The Association of British Insurers have said they do not believe raising the small claims limit to £5,000 for personal injury cases will affect access to justice. Following the Transport Committee’s Whiplash Inquiry on 17th June the head of motor and liability, James Dalton said:
“Naturally there has been a howl of protest from the personal injury lawyers who can see that the gravy train of excessive fees may soon hit the buffers. They argue that “access to justice” will be undermined and that lawyers are needed to represent the interests of the claimant.”
Senior partner at Bott and Co, David Bott said he believes that a raise would negatively affect the justice system in a number of ways, most notably with more litigants in person, which would flood the Small Claims Court. He said:
“The overall results would be more involvement from insurance companies and claims management companies, with many claimants left without legal representation. If claimants are not advised by solicitors it will be difficult for them to know if they have a good case or not.
We, as solicitors currently act as ‘gatekeepers’, if the small claims limit rises the Small Claims Court will become flooded with litigants.”
James Dalton also attacked whiplash claimants as he thinks it is “inconceivable” that the 500,000 whiplash claims made every year are genuine. He described whiplash as the “fraud of choice” for the UK, because he does not believe insurers can disprove it.
If the small claims limit rises the Small Claims Court will become flooded with litigants.
David Bott responded: “The ABI’s comments regarding whiplash being the “fraud of choice”, surely an increase in the small claims track limit will only lead to an increase in fraud as the filter applied by claimant lawyers is removed from the system.”

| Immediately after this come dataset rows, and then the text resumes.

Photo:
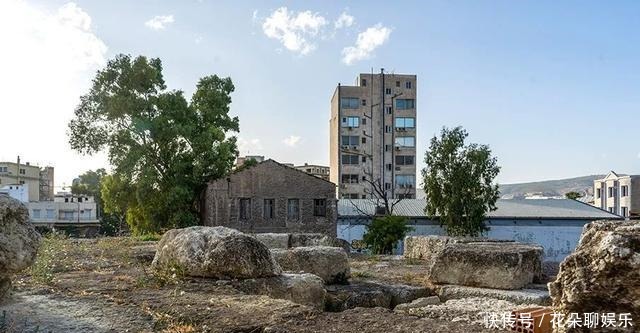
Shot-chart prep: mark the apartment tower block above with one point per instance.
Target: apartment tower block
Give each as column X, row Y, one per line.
column 373, row 137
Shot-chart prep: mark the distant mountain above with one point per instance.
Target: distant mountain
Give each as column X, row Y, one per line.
column 549, row 188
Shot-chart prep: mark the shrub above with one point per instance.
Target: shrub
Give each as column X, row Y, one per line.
column 384, row 233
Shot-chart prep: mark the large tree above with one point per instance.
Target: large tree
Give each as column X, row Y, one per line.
column 459, row 183
column 164, row 147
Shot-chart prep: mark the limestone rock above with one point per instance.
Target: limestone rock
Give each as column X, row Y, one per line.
column 368, row 294
column 305, row 289
column 418, row 303
column 215, row 252
column 522, row 296
column 274, row 240
column 18, row 240
column 603, row 274
column 311, row 239
column 477, row 263
column 329, row 263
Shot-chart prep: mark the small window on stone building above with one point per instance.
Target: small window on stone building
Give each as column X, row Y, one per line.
column 269, row 208
column 293, row 209
column 320, row 207
column 245, row 209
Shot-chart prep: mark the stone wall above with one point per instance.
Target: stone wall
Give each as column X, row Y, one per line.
column 270, row 180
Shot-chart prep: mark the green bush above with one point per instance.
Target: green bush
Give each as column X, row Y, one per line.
column 384, row 233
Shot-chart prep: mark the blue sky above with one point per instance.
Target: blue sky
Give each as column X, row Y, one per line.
column 553, row 87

Before the inquiry personal injury lawyers demanded a cap on insurance companies advertising costs. The demand was made in written evidence by the current APIL President Matthew Stockwell before evidence was taken at the whiplash inquiry on Monday 17th June. He described insurance advertising spending as ‘astronomical’ and Andrew Ritchie QC, head of 9 Gough Square chambers said the money could be better used reducing premiums instead of increasing insurer’s market share.